I can't really think how to use this as a hint though, unless you are a allowed a ##phi_1## transformation that is a function of both ##phi_1## and ##phi_2##, but I don't think this is allowed?

a thousand thanks to you my friend.

 

[MathematicalPhysicist]

You can find this exercise and its solution in several references in the web, I believe it appears in P&S, Srednicki in other words with a good search through google, you can find a solution to this exercise.
In fact this exercise appears in Radovanovic's problem book, problem 5.11.

 

[binbagsss]

You can find this exercise and its solution in several references in the web, I believe it appears in P&S, Srednicki in other words with a good search through google, you can find a solution to this exercise.
In fact this exercise appears in Radovanovic's problem book, problem 5.11.
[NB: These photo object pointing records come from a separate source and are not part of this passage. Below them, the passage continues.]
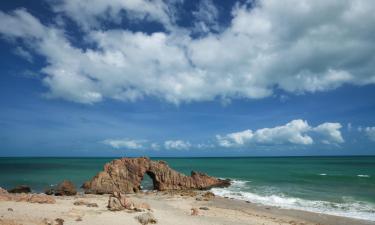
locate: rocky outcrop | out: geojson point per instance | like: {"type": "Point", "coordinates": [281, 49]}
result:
{"type": "Point", "coordinates": [125, 176]}
{"type": "Point", "coordinates": [20, 189]}
{"type": "Point", "coordinates": [65, 188]}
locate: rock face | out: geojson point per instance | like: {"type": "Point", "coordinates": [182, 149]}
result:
{"type": "Point", "coordinates": [125, 176]}
{"type": "Point", "coordinates": [20, 189]}
{"type": "Point", "coordinates": [64, 188]}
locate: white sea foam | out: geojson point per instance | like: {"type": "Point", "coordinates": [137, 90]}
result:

many thanks for your reply, I had no idea about this book !

 

[binbagsss]

however, not to sure why no one replied to my question can the transformation be a function of both fields, quick question, yes or no answer, would have helped alot, but hey..

 

[MathematicalPhysicist]

however, not to sure why no one replied to my question can the transformation be a function of both fields, quick question, yes or no answer, would have helped alot, but hey..

With these type of QFT questions it's sort of impossible to solve without a reference at hand... :-D

 

[nrqed]

however, not to sure why no one replied to my question can the transformation be a function of both fields, quick question, yes or no answer, would have helped alot, but hey..

Yes, in general it is possible to do a transfer that contains all the fields.

 

[binbagsss]

With these type of QFT questions it's sort of impossible to solve without a reference at hand... :-D[/QUOTE
I don't suppose you know whether a similar sort of solution book may exist for string theory ?

Thanks ( in particular t-duality, massless states ) ?

 

[nrqed]

You might be interested in the solutions to Zwiebach's book on string theory.

 

[MathematicalPhysicist]

There's also a partial solution manual to Polchinski's 2-set volume, just type you know what into google.